So he took from his bosom the harp which he himself had made, and, touching the shorter of the strings, sang of the great pastures and the melancholy cries of innumerable sheep, and of all the longings that come into the soul of a lonely shepherd. And Samson of Cyrene saw that the eyes of Lampadephorus were wet. So he relented a little and thought, "I will at least sing (if not speak) unto thee about Adonai." And he sang full many a psalm, ending each with the joyful cry: "Adonai, Adonai, Adonai!"
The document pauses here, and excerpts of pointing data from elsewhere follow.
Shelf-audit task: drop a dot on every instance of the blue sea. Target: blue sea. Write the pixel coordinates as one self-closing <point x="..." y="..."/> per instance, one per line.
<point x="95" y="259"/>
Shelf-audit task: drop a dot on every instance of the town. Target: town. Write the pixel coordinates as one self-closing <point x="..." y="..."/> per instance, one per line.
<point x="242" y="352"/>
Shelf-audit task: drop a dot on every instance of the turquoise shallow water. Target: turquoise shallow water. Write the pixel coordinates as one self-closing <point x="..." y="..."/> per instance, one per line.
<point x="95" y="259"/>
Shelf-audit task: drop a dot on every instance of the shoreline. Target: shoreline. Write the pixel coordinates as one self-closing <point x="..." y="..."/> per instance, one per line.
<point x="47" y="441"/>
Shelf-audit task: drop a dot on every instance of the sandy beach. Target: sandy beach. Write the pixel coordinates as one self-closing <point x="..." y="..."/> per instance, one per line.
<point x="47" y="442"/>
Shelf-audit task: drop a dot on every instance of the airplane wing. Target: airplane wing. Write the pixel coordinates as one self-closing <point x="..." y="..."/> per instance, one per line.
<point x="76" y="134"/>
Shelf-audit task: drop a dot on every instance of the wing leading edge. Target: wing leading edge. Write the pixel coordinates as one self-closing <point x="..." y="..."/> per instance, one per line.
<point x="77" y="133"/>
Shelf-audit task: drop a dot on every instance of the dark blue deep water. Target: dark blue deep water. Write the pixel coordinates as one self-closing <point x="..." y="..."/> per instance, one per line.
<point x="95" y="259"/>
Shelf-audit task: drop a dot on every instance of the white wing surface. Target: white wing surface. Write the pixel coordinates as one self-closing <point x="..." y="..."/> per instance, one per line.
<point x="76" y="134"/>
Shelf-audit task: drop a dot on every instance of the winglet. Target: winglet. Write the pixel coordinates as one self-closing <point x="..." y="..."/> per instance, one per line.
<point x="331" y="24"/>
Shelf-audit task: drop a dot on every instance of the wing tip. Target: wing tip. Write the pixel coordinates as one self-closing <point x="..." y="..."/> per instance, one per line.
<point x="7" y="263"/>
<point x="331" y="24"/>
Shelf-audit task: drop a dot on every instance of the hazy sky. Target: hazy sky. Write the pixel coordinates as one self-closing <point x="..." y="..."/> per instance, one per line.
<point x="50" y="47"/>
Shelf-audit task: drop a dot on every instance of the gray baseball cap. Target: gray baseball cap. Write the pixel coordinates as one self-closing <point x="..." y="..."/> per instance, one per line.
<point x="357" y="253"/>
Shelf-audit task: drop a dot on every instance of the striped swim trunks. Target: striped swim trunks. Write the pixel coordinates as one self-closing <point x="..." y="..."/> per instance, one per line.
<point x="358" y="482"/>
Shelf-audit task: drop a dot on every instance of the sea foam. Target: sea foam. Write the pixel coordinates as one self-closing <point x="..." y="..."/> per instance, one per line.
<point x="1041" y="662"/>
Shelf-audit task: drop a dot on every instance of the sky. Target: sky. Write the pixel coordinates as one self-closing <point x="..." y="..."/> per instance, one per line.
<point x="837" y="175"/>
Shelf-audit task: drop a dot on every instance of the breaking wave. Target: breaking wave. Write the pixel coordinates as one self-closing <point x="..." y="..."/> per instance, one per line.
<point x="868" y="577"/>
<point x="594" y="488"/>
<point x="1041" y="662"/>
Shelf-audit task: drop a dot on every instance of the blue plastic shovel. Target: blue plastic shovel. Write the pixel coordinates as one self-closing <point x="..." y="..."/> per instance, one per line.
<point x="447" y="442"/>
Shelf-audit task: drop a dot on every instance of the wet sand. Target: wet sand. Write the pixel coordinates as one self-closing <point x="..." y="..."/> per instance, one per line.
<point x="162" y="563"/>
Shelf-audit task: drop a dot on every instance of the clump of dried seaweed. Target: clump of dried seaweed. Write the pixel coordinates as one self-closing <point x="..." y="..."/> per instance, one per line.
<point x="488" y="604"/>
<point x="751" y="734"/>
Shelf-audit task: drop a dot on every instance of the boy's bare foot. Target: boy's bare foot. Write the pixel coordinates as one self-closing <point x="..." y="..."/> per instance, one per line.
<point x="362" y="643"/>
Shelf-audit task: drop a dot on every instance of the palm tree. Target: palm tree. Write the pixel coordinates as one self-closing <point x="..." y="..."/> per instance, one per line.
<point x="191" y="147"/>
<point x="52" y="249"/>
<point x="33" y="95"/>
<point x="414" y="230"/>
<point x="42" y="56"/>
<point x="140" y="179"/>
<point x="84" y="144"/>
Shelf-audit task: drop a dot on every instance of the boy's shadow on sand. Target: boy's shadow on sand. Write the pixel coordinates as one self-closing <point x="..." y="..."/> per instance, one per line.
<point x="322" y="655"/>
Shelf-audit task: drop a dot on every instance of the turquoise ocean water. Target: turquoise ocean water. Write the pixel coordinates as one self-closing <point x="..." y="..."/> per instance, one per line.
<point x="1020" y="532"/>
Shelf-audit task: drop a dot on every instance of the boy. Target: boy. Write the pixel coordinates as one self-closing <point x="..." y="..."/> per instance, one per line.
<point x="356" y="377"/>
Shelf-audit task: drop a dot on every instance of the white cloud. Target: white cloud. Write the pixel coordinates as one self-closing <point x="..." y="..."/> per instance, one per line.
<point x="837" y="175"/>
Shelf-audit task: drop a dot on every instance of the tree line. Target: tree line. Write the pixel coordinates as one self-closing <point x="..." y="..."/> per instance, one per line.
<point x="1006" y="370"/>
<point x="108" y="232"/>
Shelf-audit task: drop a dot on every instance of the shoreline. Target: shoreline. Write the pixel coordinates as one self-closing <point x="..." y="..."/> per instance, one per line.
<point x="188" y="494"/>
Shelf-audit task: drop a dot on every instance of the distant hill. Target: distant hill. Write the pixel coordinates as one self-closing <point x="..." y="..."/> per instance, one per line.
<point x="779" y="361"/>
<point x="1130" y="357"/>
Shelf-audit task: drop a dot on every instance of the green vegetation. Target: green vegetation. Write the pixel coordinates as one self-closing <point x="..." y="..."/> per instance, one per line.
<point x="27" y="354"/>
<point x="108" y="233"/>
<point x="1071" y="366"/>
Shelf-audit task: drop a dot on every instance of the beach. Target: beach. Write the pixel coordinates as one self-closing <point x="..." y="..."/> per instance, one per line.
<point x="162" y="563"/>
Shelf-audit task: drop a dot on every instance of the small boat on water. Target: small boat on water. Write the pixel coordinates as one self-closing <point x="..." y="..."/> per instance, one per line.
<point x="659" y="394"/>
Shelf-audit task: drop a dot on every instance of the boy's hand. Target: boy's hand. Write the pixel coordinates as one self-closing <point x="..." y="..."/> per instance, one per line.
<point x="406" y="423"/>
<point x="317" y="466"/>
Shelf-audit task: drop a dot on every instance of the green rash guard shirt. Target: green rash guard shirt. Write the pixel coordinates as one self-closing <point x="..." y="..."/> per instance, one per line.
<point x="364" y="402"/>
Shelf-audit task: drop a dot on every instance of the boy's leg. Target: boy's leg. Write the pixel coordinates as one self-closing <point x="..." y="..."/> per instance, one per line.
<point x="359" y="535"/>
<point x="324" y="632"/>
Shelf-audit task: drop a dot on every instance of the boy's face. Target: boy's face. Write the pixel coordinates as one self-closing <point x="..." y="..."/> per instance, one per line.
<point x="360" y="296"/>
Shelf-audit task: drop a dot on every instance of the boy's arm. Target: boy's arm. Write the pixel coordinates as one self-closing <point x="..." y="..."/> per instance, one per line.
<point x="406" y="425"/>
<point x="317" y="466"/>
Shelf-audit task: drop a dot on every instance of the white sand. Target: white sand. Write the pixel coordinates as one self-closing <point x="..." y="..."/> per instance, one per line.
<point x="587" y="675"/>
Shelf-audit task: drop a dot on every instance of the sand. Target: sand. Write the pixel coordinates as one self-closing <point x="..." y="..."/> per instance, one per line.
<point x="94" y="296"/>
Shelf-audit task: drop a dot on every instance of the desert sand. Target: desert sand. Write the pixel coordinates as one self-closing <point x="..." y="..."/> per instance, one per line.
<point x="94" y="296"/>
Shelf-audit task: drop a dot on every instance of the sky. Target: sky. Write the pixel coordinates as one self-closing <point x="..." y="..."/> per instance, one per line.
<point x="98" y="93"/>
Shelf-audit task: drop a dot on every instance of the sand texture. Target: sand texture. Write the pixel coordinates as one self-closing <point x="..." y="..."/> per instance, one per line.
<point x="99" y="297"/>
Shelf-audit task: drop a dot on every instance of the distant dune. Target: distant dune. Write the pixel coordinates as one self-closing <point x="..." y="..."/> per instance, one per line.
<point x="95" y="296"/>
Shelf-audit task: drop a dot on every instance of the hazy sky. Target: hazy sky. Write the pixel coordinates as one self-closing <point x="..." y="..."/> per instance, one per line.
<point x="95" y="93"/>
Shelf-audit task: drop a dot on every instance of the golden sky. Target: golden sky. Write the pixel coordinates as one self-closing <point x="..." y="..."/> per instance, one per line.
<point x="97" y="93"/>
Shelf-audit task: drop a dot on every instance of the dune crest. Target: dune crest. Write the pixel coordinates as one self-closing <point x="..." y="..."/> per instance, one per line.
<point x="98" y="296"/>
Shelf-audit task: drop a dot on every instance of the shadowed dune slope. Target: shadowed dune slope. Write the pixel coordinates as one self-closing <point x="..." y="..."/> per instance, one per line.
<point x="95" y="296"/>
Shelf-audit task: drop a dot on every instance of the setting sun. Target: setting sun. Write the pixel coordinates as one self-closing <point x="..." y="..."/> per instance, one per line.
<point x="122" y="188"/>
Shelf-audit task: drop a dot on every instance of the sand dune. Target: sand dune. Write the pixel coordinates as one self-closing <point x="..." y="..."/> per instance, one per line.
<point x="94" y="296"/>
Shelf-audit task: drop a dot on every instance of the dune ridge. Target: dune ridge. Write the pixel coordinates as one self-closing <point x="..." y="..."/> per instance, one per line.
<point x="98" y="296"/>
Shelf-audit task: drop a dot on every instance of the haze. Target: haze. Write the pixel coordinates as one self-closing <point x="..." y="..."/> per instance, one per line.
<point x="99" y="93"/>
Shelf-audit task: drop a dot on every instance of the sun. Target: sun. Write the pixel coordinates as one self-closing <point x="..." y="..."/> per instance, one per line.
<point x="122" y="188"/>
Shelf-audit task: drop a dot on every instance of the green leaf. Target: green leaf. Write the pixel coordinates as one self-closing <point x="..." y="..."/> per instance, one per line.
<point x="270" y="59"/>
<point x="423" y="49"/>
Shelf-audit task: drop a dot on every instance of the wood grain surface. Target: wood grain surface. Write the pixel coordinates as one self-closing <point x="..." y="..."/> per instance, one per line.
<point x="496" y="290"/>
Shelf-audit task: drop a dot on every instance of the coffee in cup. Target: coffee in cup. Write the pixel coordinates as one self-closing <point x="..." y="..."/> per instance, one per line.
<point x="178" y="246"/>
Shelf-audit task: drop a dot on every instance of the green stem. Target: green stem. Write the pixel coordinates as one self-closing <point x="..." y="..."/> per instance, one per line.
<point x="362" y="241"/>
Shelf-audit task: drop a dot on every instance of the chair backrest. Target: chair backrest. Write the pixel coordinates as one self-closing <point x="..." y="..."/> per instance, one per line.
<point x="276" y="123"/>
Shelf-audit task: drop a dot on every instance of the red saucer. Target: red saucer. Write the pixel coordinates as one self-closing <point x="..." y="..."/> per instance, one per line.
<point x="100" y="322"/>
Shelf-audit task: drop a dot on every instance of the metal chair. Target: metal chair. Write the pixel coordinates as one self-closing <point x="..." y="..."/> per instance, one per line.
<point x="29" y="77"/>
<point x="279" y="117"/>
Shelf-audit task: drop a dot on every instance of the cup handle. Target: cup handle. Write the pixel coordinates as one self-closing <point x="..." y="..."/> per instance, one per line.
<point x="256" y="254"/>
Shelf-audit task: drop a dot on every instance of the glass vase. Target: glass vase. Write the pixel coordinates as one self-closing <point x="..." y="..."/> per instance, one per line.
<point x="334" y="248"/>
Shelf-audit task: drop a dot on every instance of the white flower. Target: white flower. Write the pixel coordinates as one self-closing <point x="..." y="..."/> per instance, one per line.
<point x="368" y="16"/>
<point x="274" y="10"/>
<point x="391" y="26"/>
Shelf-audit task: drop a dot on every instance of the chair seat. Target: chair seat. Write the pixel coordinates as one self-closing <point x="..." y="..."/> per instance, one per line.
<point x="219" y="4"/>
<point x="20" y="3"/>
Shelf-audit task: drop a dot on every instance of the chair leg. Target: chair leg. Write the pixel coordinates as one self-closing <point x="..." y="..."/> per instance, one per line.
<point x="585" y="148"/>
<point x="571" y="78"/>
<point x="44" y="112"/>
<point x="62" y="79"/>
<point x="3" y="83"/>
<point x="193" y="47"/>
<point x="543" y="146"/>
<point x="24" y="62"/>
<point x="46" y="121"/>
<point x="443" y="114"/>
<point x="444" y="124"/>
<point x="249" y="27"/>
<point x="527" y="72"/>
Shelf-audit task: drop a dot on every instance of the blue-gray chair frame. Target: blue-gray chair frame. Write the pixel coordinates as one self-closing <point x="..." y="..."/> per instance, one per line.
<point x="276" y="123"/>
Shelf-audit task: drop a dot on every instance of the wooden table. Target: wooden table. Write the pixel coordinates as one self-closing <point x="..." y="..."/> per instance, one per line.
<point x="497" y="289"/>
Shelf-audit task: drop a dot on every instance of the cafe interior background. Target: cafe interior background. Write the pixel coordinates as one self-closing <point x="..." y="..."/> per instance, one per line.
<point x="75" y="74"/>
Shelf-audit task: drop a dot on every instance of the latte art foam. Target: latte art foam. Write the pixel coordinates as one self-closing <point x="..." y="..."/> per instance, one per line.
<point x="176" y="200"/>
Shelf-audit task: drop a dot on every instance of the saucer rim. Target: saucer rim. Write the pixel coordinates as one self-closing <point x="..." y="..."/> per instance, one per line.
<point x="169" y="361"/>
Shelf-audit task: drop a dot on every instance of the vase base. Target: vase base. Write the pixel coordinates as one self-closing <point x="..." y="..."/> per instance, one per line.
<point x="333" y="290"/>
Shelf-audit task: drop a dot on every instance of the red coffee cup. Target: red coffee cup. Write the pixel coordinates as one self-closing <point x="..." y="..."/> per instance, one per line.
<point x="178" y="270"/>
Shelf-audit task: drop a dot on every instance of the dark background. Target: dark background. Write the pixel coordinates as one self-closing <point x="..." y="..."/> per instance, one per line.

He handed, then, the harp unto Lampadephorus without a word. The Greek was touched that the boy had discovered without questioning that he, even Lampadephorus of Athens, should know the art of touching music from a lyre. When the man could speak, he sang, and all the singing of the caravan ceased, and even the footfalls of the horses appeared to become more nearly silent, that the music might ascend, as it were unimpeded, into heaven.

Then were the eyes of Samson-Solomon wet in their turn. He said, "I knew not, truly, that such sweet sounds could be."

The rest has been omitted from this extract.